Abstract
Background:
Periodontal disease has been associated with a number of systemic diseases. A high prevalence of periodontitis among individuals with chronic kidney diseases and end-stage renal disease has been reported. However, no association between periodontal diseases and glomerulonephritis has previously been investigated.
Objective:
The aim of this study was to assess the severity and possible role of periodontitis in a group of patients with unknown primary glomerulonephritis.
Methods:
Ten patients with unknown primary glomerulonephritis, and who had a renal biopsy with stable renal function and serum creatinine <1.6 mg/dL, were recruited. Severity of the periodontal disease was clinically measured with plaque index (PI), gingival index (GI), and periodontal pocket depth (PD). The subjects received appropriate dental treatments where indicated. The patients were also put on angiotensin-converting enzyme inhibitor or angiotensin receptor blockers for controlling blood pressure and proteinuria. Six months following appropriate periodontal treatment, renal function, degree of proteinuria, and level of C-reactive protein (CRP) were measured in each individual.
Results:
The median age of the patients was 30 (15.8) years. The median urine protein excretion was lower following the periodontal therapy (P=008). Prior to the dental and/or periodontal therapies, the median PI, PD, and GI were 57.5%, 4.3, and 1.1, respectively. The majority of the patients had advanced periodontal disease. In four patients, +2/+3 CRP turned negative after periodontal treatment.
Conclusions:
The present study revealed that a causative link might exist between periodontal disease and glomerulonephritis.

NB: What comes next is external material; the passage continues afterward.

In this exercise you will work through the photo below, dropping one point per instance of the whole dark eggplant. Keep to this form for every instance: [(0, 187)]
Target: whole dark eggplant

Keywords: glomerulonephritis, periodontal disease, gingivitis, proteinuria
Introduction
Periodontitis, a chronic Gram-negative infection of dental supporting tissues, is considered one of the most frequent chronic infections in humans.1 The interaction between major periodontal microbial pathogens and inflammatory cells leads to periodontal disease.1 However, a number of studies have proposed an association between periodontal disease and endothelial dysfunction, atherosclerosis, coronary artery disease, and stroke.2–4 These have been attributed to the inflammatory nature of periodontitis and systemic dissemination of locally produced inflammatory mediators such as interleukin (IL)-1β, IL-6, and tumor necrosis factor α (TNF-α).4–6 Cell wall components of those microbial pathogens responsible for periodontitis might generate a response from the host.7 In addition, other microbial products invading the gingival and deeper periodontal tissues may gain access to the systemic circulation.8 These may, in turn, activate the immune system, which may deregulate the lipid metabolism and increase the expression of cytokine-mediated inflammatory responses. Interestingly, predictive roles of inflammatory biomarkers for a poor outcome in end-stage renal disease have previously been highlighted.9–11
Although a high prevalence of periodontitis among individuals at early stages of chronic kidney diseases and end-stage renal disease has recently been reported,12 no association between periodontal diseases and glomerulonephritis has previously been investigated. Therefore, the present study aimed to assess the severity and possible role of periodontitis in a group of patients with unknown primary glomerulonephritis. We also examined the long-term effect of periodontal treatment on the renal condition of these patients.
Methods
This study was carried out between May 2005 and November 2008. Ten patients with unknown primary glomerulonephritis were recruited. Exclusion criteria were the presence of any possible causes of secondary glomerulonephritis, including immune complex disease, vasculitis, diabetes mellitus, or malignancies. To rule out the systemic disease (secondary glomerulonephritis), testing of the serum for the presence of various proteins, including human immunodeficiency virus (HIV), hepatitis B and C antigens, and antibodies (antiglomerular basement membrane, antiphospholipid, antineutrophil cytoplasmic antibodies, anti-DNA, cryoglobulins, anti-HIV, and antihepatitis B and C antibodies) and depletion of complement components (C3, C4, and CH50) were performed.13 We included only those patients who had a renal biopsy with a stable renal function and serum creatinine <1.6 mg/dL. An informed consent was obtained from the patients prior to the study.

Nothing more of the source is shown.